Gadamer (VM): círculo da compreensão

Porém, essa nossa relação com a tradição, essa comunhão está submetida a um processo de contínua formação. Não se trata simplesmente de uma pressuposição, sob a qual nos encontramos sempre, porém nós mesmos vamos instaurando-a, na medida em que compreendemos, em que participamos do acontecer da tradição e continuamos determinando-o, assim, a partir de nós próprios. O círculo da compreensão não é, (299) portanto, de modo algum, um círculo “metodológico”, pois isso sim, descreve um momento estrutural ontológico da compreensão.

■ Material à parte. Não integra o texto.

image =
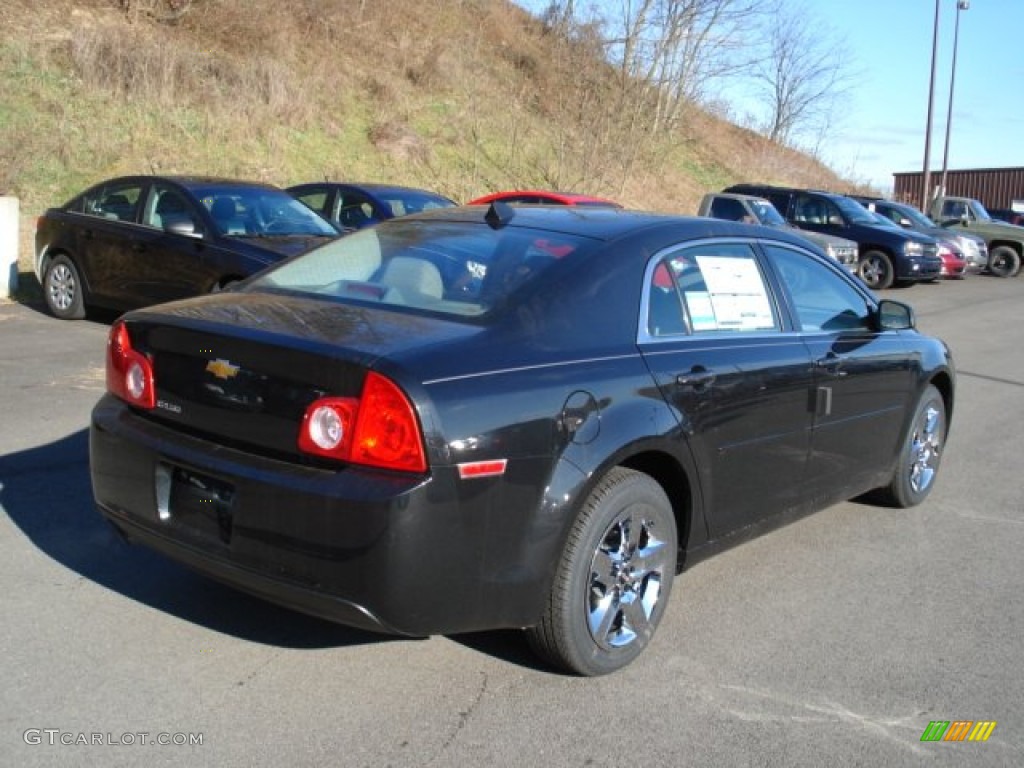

VERDADE E MÉTODO SEGUNDA PARTE 2.

(57) Sobre o círculo da compreensão (1959) VERDADE E MÉTODO II PRELIMINARES 5.

O que tem me ocupado nos últimos anos e o que tenho buscado em diversas conferências ainda não publicadas (Bild und Wort; Das Sein des Gedichteten; Von der Wahrheit des Wortes; Philo-sophical, poetical, religious speaking = Imagem e palavra; O ser do poético; Sobre a verdade da palavra; Diálogo filosófico, poético e religioso) são os problemas hermenêuticos especiais dos textos eminentes. Esse tipo de texto fixa a pura ação de linguagem, e tem com isso um eminente relacionamento com o escrito. Nele, a linguagem está presente de tal modo que sua relação cognitiva com o dado está tão suspensa como a referência comunicativa no sentido da interpelação. Então, a situação hermenêutica geral básica da constituição e fusão de horizontes, a que dei um desenvolvimento conceitual expresso, deverá ser aplicada também a esses textos eminentes. Estou longe de afirmar que o modo como uma obra de arte fala à sua época e ao seu mundo (o que H.R. Jauss chama de sua “negatividade”) não ajuda a determinar seu significado, ou seja, o modo como ela nos fala. Este era realmente o núcleo da consciência da história dos efeitos, a saber, pensar a obra (Werk) e seu efeito (Wirkung) como a unidade de um sentido. O que descrevi como fusão de horizontes representa a forma como essa unidade se realiza. Esta não permite ao intérprete falar de um sentido originário de uma obra sem que na compreensão da mesma já não esteja sempre implicado o sentido próprio do intérprete. Toda vez que se pensar, por exemplo, que é possível “romper” o círculo da compreensão, através do método histórico-crítico (como pensou recentemente Kimmerle), se está ignorando essa estrutura hermenêutica fundamental. O que Kimmerle descreve, assim, é simplesmente o que Heidegger caracterizava como “entrar no círculo de maneira correta”, ou seja, não é uma atualização anacrônica e nem um acrítico puxar brasas para a sardinha das próprias opiniões prévias. A elaboração do horizonte histórico de um texto já é sempre uma fusão de horizontes. O horizonte histórico não pode ser erigido primeiramente por si. Isso é conhecido na hermenêutica mais recente como a problemática da compreensão prévia. VERDADE E MÉTODO II ANEXOS 29.